Die folgende Liste an Nahrungsmitteln ist keineswegs vollständig und soll nur ein kleiner Wegweiser sein, der in hektischen Situationen hilft, die richtige Wahl beim Essen zu treffen.
Pasta und Nudeln haben einen hohen glykämischen Index, da sie fast ausschließlich aus raffinierten Kohlenhydraten wie weißes Mehl oder polierten Reis hergestellt werden. Diabetiker sollten daher helle Nudeln und Pasta meiden. Vollkorn-Nudeln sind hingegen in Verbindung mit einer ungezuckerten Sauce eine durchaus akzeptable Mahlzeit, wobei die Gesamtmenge an Kohlenhydraten stets im Auge behalten werden sollte.
Weißer Reis steht auf einer Ebene mit Weißmehl und sollte aus den gleichen Gründen nicht von Diabetikern gegessen werden. Er lässt ihren Blutzuckerspiegel in die Höhe schnellen, obwohl Reis viele gesunde Eigenschaften nachgesagt werden. Für Diabetiker ist er trotzdem tabu. Zu weißen Reis gehören Jasmin-, Basmati- sowie Klebereis. Da es sich bei Wildreis eigentlich gar nicht um Reis, sondern um Gras handelt, könnten Sie diese Sorte essen. Allerdings sind die meisten Wildreisprodukte mit normalen Reis vermischt. Eine sichere Option wäre brauner Reis, der auf Grund der noch vorhandenen Schale ihren Zuckerspiegel nur langsam ansteigen lässt.
Zahlreiche Studien haben belegt, dass Koffein einen negativen Effekt auf die Gesundheit von Diabetikern haben kann. Die genauen Zusammenhänge sind noch nicht vollständig erforscht, aber um auf der sicheren Seite zu stehen, sollten Sie koffeinarmen Tee gegenüber Espresso den Vorrang geben.
Unter Weißbrot fallen alle Brote, die mit Weißmehl hergestellt werden. Dazu zählen neben Milchbrötchen auch Tortillas, Tacos, Pitas und Wraps sowie Fladenbrot und noch viele weitere Sorten. Biochemisch betrachtet, kommt Weißbrot einem Dessert aus raffinierten Zucker gleich. Vergegenwärtigen Sie sich, dass Sie mit einem Wrap im Prinzip mehrere Teelöffel Tafelzucker essen, um das gesunde Aussehen des Wraps zu durchschauen. Wenn für Wraps, Taccos und Konsorten Vollkornmehl verwendet wurde, können Sie diese bei ihrer Ernährung berücksichtigen.
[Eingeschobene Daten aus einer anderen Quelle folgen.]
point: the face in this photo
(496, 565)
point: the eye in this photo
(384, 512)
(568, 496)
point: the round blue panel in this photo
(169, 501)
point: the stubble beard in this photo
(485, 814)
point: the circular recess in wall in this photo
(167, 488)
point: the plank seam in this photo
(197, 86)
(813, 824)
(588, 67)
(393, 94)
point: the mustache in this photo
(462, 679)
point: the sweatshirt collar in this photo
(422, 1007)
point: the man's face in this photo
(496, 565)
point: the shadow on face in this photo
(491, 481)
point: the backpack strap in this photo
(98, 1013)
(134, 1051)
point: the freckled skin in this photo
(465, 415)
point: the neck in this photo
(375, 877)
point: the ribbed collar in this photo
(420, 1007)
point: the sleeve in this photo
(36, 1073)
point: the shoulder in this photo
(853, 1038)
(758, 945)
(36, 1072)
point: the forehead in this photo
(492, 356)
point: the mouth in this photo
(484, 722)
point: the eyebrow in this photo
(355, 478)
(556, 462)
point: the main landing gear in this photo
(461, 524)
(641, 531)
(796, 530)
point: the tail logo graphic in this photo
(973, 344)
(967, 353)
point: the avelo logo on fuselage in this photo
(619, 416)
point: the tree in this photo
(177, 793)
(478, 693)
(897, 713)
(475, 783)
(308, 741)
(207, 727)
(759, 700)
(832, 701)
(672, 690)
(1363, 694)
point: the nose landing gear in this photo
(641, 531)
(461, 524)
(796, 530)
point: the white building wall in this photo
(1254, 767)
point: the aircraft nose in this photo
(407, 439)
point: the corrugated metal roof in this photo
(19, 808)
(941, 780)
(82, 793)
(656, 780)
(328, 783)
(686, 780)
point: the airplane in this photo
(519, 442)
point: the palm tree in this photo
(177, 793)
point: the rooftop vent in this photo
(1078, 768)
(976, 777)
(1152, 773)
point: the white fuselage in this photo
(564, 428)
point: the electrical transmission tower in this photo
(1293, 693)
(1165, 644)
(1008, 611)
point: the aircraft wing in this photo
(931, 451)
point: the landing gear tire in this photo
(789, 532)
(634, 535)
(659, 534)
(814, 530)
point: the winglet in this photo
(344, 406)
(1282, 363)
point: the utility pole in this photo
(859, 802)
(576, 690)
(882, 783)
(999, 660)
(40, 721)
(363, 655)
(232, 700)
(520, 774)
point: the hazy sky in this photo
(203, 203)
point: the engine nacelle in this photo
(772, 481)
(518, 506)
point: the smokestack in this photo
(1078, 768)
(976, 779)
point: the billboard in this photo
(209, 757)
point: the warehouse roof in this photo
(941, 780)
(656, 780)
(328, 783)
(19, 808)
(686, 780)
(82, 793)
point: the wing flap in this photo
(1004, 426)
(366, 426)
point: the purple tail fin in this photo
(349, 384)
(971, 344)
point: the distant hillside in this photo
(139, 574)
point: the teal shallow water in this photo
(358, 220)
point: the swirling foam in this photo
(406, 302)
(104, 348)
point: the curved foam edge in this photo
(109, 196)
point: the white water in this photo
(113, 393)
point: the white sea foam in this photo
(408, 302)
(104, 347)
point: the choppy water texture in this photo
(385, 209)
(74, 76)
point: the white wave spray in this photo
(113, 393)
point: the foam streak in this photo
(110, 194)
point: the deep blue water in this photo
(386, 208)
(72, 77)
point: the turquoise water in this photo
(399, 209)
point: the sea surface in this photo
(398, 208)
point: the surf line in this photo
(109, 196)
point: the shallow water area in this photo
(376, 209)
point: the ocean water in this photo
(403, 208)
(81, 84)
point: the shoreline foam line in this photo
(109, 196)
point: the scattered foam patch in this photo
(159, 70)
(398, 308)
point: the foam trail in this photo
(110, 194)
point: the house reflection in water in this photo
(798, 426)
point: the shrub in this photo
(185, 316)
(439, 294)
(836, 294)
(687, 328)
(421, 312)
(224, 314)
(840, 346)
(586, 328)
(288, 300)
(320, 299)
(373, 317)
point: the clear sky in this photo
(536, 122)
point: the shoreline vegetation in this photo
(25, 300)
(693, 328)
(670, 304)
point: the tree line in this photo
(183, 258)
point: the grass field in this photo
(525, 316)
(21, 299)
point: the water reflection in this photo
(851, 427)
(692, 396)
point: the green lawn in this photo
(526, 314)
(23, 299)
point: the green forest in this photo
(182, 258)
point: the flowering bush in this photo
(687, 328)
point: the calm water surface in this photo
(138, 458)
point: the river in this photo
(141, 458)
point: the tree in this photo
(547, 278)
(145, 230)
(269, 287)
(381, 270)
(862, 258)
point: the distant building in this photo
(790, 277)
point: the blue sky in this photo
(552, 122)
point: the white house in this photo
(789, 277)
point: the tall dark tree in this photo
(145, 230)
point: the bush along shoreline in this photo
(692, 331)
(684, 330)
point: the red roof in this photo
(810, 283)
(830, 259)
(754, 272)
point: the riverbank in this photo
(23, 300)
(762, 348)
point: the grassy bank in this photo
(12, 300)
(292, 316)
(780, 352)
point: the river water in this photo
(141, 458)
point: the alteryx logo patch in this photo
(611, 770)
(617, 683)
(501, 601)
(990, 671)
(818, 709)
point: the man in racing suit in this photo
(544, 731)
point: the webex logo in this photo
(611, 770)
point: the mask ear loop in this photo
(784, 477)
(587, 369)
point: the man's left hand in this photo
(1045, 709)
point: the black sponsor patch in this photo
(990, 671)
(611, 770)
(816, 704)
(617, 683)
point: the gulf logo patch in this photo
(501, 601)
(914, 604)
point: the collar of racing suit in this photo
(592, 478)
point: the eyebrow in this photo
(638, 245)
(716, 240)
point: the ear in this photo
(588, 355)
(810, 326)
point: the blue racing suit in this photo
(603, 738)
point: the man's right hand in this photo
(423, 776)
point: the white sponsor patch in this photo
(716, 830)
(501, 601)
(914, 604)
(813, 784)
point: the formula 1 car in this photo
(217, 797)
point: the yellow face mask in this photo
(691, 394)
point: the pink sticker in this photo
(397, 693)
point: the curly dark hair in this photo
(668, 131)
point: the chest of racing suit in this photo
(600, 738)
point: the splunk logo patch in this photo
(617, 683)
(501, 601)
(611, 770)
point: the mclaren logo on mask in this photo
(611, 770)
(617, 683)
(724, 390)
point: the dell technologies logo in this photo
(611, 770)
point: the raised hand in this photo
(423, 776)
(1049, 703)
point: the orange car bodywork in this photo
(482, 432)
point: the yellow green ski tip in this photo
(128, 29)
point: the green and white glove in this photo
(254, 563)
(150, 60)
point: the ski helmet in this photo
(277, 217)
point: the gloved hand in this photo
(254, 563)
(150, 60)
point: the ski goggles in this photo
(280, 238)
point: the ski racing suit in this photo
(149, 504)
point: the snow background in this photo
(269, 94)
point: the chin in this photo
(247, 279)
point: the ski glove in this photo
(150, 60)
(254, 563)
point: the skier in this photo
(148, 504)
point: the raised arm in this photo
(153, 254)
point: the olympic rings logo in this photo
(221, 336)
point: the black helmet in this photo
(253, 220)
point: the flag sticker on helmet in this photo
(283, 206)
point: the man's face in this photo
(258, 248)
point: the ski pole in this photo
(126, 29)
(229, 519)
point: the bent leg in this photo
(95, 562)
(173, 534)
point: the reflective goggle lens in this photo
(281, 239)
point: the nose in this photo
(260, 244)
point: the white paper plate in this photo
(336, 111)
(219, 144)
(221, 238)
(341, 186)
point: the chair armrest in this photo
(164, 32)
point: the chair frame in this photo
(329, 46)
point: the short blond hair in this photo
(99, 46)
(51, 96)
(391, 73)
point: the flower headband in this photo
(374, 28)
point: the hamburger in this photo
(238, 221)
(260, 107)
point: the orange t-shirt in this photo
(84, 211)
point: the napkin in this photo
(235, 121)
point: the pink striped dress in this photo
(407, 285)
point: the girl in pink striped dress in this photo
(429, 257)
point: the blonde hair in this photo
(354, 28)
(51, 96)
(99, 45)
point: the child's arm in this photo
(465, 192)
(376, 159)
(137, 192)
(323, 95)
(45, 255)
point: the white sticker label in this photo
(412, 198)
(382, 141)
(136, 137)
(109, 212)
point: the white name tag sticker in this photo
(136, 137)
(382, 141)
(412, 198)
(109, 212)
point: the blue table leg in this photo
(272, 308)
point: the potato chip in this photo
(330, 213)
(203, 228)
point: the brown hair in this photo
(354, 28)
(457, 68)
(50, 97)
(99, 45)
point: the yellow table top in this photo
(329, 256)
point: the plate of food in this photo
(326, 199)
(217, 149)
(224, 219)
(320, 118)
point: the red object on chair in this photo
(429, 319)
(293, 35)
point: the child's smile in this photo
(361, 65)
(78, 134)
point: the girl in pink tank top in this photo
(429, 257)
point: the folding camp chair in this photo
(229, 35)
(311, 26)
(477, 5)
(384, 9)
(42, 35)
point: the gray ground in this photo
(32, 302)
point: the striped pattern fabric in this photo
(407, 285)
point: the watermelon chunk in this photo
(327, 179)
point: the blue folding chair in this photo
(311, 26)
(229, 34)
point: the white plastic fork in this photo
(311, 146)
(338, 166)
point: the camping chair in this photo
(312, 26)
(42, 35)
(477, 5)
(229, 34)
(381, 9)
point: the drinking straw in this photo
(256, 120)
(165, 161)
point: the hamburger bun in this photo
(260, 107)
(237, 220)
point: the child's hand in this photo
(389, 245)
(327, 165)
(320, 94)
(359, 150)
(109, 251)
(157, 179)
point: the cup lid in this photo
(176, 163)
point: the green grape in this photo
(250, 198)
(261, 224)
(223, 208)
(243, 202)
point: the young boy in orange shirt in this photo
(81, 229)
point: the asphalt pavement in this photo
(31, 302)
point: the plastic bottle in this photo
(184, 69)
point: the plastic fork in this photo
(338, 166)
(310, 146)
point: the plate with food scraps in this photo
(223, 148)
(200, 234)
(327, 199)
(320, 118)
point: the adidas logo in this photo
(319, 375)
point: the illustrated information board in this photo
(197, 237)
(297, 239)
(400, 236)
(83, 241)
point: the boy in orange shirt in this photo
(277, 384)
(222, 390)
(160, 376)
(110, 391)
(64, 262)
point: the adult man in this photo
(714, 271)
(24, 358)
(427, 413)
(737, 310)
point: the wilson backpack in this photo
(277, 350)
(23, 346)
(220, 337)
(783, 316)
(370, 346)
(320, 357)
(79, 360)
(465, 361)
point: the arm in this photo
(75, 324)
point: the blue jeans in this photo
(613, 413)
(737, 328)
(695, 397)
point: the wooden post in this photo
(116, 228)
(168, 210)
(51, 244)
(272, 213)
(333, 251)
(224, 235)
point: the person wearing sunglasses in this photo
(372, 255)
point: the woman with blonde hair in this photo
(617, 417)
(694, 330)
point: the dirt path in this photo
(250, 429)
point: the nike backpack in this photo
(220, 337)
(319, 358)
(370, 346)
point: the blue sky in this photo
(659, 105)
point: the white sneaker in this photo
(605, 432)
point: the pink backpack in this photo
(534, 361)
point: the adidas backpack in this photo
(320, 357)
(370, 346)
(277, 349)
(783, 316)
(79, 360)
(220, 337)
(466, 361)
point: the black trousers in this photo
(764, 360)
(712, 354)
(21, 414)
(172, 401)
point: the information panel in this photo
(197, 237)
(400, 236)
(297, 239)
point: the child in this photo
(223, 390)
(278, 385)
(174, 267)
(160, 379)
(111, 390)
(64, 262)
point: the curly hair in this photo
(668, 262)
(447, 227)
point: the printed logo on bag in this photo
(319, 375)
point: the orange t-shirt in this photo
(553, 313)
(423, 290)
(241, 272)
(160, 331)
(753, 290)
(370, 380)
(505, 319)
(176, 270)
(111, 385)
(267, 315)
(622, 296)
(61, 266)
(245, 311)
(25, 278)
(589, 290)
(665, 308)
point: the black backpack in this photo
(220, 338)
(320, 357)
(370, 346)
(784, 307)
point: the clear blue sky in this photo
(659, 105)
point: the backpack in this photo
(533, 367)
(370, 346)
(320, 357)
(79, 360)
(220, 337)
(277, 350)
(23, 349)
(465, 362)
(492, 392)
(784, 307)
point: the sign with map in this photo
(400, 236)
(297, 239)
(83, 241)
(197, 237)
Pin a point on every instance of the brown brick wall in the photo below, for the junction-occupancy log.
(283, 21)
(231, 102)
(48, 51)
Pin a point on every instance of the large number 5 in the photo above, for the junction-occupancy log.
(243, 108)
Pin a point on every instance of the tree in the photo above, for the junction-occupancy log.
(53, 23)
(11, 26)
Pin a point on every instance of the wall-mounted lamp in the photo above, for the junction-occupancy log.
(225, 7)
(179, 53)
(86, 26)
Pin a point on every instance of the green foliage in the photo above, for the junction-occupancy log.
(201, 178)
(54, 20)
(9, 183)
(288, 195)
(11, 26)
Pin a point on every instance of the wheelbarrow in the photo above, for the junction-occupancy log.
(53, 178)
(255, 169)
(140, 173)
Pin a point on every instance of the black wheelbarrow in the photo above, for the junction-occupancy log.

Als Diabetiker hat man eine unzählige Menge an "Diabetiker"-Versionen von Standard-Supermarkt-Produkten zur Auswahl. Es gibt Diabetiker-Eis, Diabetiker-Schokolade, Diabetiker-Pudding und noch vieles mehr. Problematisch dabei ist jedoch, dass anstelle des Zuckers entweder Fructose oder künstliche Süßstoffe verwendet werden. In letzter Zeit mehren sich die wissenschaftlichen Hinweise, dass beide Zuckeraustauchstoffe alles andere als gesund sind u.a. zu einer Gewichtszunahme als auch Nierenproblemen führen könnten.